Doctors without doctors
For family doctor Mahsa Mackie, Chodyra’s departure hits particularly close to home. Along with working in Coquitlam, he is also one of the patients Chodyra leaves behind. “If someone we think has many years ahead of them closes their practice or leaves the community, it’s never a good sign,” Mackie said. Mackie, who completed her residency in 2014, said the hardest part of her doctor’s decision to close is knowing that she and her colleagues at Manhas Health Co. Health Clinic will not be able to accept all the “orphans” of Chodyra. “I have a few thousand patients and my wait time is already a few weeks. Taking on more patients means my current patients won’t get timely access to care.” Mackie said she has taken some of Chodyra’s patients, but that many others have been stuck on the clinic’s waiting list, which has been growing since she joined in 2021.
“Orphaned” patients can strain ER resources
Emergency physician Dr. Ali Abdalvand, who is also a member of Chodyra’s current roster, tells CBC that orphaned patients will turn to temporary stopgaps like urgent primary care or urgent care if they can’t find a family doctor in their community. “The purpose of having emergency medicine as a specialty and the emergency department as part of the health care system is to provide acute unscheduled care,” Dr. Abdalvand said. A paramedic is pictured at St. Paul’s in Vancouver in January. The emergency physician, Dr. Ali Abdalvand, worries that patients will turn to temporary stop-gaps like urgent care if they can’t find a family doctor in their community. (Ben Nelms/CBC) “If you end up sharing an emergency department’s resources to provide primary care, that will leave less and less of those resources to provide acute unscheduled care.” Data from the Canadian Institute for Health Information, meanwhile, shows that emergency department costs across Canada have risen in recent years.
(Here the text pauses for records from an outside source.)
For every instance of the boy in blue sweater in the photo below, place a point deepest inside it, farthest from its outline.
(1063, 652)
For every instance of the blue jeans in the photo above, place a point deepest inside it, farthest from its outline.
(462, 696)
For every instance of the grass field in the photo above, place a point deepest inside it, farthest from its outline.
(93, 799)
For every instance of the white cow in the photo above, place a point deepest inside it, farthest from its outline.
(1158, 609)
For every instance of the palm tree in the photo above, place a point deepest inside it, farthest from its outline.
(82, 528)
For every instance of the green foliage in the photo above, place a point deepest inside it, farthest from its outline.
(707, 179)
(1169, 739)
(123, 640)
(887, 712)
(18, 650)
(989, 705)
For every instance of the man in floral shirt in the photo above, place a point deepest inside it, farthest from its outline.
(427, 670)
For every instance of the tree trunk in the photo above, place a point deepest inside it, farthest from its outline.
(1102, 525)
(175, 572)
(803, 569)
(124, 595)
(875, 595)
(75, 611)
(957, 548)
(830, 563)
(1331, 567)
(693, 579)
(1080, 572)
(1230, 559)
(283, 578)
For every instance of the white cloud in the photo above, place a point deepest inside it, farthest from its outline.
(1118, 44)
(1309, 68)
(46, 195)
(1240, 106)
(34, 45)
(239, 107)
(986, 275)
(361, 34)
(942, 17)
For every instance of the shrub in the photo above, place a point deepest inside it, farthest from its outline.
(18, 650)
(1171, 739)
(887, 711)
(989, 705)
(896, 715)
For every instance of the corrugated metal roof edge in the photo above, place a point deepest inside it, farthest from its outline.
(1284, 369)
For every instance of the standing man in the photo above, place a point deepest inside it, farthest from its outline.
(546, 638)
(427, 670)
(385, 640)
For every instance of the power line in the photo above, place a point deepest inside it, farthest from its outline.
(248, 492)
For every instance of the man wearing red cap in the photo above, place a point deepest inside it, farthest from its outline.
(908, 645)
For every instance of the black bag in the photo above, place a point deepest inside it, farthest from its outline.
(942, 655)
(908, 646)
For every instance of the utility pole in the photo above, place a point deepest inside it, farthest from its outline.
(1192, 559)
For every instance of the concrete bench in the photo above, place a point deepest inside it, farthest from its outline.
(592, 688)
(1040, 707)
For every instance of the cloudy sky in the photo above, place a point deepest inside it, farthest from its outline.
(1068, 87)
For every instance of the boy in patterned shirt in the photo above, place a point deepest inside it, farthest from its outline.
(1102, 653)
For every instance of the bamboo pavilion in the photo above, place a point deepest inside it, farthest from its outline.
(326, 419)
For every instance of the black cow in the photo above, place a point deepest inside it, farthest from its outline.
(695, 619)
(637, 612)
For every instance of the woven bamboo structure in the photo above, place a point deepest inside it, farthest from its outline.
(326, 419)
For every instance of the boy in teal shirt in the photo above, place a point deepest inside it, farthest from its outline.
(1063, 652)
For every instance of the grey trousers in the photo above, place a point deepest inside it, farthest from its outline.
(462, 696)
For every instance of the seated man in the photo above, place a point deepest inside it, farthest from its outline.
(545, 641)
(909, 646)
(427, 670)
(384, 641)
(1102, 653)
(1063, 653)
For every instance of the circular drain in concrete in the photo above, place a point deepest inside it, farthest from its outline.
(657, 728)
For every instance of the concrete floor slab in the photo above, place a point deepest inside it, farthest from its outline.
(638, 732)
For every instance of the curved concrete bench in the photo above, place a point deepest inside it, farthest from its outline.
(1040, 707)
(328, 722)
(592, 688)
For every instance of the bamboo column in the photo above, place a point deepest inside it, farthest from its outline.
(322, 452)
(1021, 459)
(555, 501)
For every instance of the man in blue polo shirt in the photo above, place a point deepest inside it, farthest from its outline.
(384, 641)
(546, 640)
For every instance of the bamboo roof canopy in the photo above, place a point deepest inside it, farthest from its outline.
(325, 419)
The cost of an emergency department visit increased from $96 in 2005-2006 to $158 in 2018-2019, an annual growth rate of 4%. Emergency physician Dr. Ali Abdalvand worries that a glut of primary care patients will strain his department’s resources as more British Columbians struggle to find a family doctor. (Shawn Foss/CBC) The same data set also shows that, in 2018-2019, emergency department staff in BC worked more overtime than anywhere else in Canada except the Northwest Territories, at 9.14 per cent of all hours worked. As he searches for a new family doctor, Abdalvad tells CBC the province is losing “one of the best doctors” it has ever known. “I know patients who have told me that [Chodyra] he went and got it [their] the prescription was filled … and he left it,” she said. “This is above and beyond [care]. And that makes me sad.”